Assim, quatro horas depois de o avião de Tillerson ter pousado na base Andrews na manhã de terça-feira (13), o secretário de Estado tomou conhecimento de sua demissão com o tuite emitido por Trump minutos depois de o Washington Post ter divulgado a notícia.

“Obrigado a Rex Tillerson por seu serviço!” tuitou Trump em uma mensagem que começou dando os parabéns ao diretor da CIA Mike Pompeo, o nome escolhido por Trump para ser o novo secretário de Estado. O presidente nomeou Gina Haspel para a direção da CIA, tornando-a a primeira mulher a comandar a agência de espionagem, se sua indicação for confirmada. Tanto ela quanto Pompeo precisam ter suas indicações confirmadas pelo Senado.

Mais de três horas após o tuite, Trump finalmente telefonou a Tillerson do avião presidencial. Para Tillerson, foi um final humilhante de um relacionamento de 14 meses marcado por ressentimento e frustração mútuos. Em sua declaração de despedida, na tarde de terça-feira, Tillerson agradeceu os diplomatas de carreira por sua “honestidade e integridade” e o povo americano por “atos de gentileza” –mas fez questão de não agradecer a Trump nem elogiar sua liderança.

A demissão de Tillerson era prevista havia muito tempo, mas a maneira como se deu causou espanto no mundo oficial de Washington e foi um exemplo clássico do estilo Trump. O homem que fez seu nome anunciando “você está demitido” em um reality show hesita em demitir pessoas pessoalmente na vida real, tanto assim que demitiu Tillerson pelo Twitter.

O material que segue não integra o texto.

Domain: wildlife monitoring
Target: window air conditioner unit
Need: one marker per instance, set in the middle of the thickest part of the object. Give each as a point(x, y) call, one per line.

Autoridades da Casa Branca e do Departamento de Estado, que têm estado em conflito constante desde o início da administração Trump, fizeram relatos divergentes sobre exatamente como se deu a saída de Tillerson.

E as consequências caóticas da demissão geraram danos colaterais –desta vez na forma de Steve Goldstein, o subsecretário de Estado de diplomacia pública e assuntos públicos, demitido rapidamente por refutar a versão dos fatos apresentada pela Casa Branca.

Mas Tillerson talvez não devesse ter ficado surpreso com seu afastamento, que já era previsto havia tanto tempo que as especulações recorrentes sobre sua saída ganharam um apelido: Rexit (saída de Rex).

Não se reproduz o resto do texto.